On the appointed day. They were just using each other, 
Afraid of losing each other, but that didn’t matter. 
This was their chance to be young again forever,

And he knew he would never forget her fragrance 
Or the scent of death in the hotel room full of flowers, 
Her dress in the closet, as he stepped in the door.

2

Why couldn’t she be happy with what they had? 
Everyone recommended it: her lawyer, his bartender, 
Her mother, his priest.
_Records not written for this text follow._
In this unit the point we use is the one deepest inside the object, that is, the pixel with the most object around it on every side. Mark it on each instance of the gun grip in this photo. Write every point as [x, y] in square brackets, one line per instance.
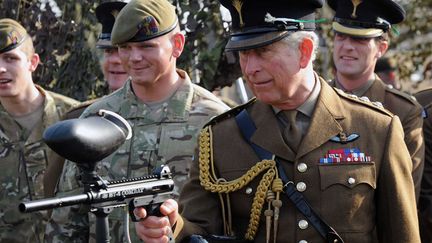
[152, 210]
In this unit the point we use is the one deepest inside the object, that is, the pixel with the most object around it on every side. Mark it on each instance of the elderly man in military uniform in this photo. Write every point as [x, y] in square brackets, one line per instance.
[305, 162]
[26, 110]
[361, 37]
[165, 109]
[424, 97]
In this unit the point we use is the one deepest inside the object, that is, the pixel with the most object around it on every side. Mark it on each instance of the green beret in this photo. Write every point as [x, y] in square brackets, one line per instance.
[12, 34]
[142, 20]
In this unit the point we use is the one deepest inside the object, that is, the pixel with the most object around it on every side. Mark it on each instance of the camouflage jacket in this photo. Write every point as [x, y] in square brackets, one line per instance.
[24, 159]
[163, 136]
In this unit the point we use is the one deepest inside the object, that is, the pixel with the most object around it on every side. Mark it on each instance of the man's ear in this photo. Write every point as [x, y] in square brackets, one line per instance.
[34, 62]
[178, 44]
[306, 49]
[382, 48]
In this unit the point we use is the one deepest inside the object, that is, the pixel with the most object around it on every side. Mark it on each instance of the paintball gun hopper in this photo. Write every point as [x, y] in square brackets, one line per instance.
[90, 139]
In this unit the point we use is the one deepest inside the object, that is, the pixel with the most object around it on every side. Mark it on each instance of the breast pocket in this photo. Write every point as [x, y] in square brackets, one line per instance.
[348, 195]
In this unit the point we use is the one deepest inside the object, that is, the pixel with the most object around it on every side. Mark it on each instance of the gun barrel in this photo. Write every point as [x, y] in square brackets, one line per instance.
[49, 203]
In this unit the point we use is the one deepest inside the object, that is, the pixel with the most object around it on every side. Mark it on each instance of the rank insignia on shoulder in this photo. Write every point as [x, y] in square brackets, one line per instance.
[343, 138]
[344, 155]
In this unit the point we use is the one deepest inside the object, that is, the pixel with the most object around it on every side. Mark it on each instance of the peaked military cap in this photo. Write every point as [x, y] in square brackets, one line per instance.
[365, 18]
[384, 64]
[142, 20]
[257, 23]
[12, 34]
[106, 14]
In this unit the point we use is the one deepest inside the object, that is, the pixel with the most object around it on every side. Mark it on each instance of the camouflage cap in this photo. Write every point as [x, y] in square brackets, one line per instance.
[12, 34]
[142, 20]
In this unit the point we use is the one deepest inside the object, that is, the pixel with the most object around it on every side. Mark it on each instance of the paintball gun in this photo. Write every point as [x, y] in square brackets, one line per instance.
[86, 141]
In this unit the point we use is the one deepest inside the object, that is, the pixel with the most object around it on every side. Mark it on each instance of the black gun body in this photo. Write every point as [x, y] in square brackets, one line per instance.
[117, 193]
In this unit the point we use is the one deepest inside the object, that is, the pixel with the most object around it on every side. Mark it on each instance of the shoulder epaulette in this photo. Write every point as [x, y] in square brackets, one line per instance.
[230, 113]
[375, 105]
[401, 94]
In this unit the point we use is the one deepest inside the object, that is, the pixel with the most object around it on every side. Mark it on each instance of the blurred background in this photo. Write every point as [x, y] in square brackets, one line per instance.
[65, 33]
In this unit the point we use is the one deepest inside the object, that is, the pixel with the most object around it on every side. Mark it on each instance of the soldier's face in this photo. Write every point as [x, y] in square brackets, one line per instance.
[16, 68]
[148, 62]
[355, 58]
[272, 72]
[114, 73]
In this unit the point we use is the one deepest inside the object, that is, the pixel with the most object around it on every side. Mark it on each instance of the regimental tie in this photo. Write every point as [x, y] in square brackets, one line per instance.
[292, 133]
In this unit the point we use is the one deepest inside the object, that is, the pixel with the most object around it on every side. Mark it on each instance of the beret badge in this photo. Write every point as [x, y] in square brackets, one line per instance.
[148, 26]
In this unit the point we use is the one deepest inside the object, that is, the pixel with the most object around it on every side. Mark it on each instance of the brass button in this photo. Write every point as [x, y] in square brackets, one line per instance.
[351, 180]
[303, 224]
[302, 167]
[249, 190]
[301, 186]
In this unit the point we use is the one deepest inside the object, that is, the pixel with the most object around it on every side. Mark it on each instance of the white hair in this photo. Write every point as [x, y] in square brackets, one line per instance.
[295, 38]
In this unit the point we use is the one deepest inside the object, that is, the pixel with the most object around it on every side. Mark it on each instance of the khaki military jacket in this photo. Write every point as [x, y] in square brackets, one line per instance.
[409, 112]
[24, 161]
[425, 201]
[355, 198]
[164, 136]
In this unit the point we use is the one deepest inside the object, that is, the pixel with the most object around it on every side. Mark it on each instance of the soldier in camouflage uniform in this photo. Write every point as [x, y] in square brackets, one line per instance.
[166, 112]
[25, 111]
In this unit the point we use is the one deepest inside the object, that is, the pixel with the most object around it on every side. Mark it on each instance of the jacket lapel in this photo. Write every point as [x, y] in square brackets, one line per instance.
[377, 91]
[324, 123]
[268, 134]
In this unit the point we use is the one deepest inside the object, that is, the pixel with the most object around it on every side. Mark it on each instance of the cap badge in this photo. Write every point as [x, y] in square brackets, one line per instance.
[148, 26]
[14, 36]
[114, 13]
[355, 4]
[238, 4]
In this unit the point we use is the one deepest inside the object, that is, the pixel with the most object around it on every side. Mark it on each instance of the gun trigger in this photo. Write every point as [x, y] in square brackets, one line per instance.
[154, 210]
[131, 208]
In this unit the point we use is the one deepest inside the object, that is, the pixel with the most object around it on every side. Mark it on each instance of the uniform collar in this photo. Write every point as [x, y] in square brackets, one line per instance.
[327, 113]
[308, 106]
[360, 91]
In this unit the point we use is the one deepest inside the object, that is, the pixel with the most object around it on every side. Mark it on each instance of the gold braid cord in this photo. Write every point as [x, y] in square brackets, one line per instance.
[210, 183]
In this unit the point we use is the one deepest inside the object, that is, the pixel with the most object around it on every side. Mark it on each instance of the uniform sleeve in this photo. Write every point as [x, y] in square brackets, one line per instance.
[396, 206]
[200, 209]
[425, 201]
[68, 224]
[413, 128]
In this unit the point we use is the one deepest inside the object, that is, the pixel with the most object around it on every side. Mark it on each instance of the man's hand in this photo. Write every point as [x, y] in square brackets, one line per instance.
[157, 229]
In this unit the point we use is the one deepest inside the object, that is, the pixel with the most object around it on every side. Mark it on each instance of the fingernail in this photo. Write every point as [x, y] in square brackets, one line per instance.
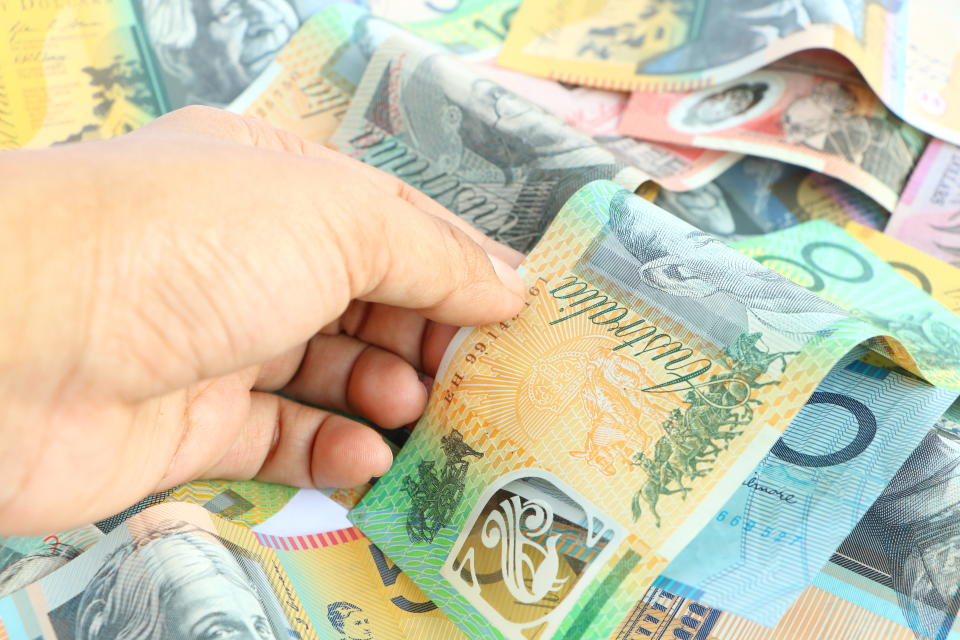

He kissed her hard 
On the mouth, then stood there with a goofy grin

While she put her hand in his pants, and he 
Couldn’t resist her, or bear to look at her later, 
And she—she thought he had some fucking nerve 
To treat her like that, ignoring her at the party,

And never introducing her to his friends. Who did he 
Think he was? She called him up to say she loved him 
And wondered why he was living with this pallid woman

Who answered the phone. Out of what archaic notion 
Of honor, or gratitude for kindnesses and kisses past, 
Long past? “You’ll be happier loving me,” she said.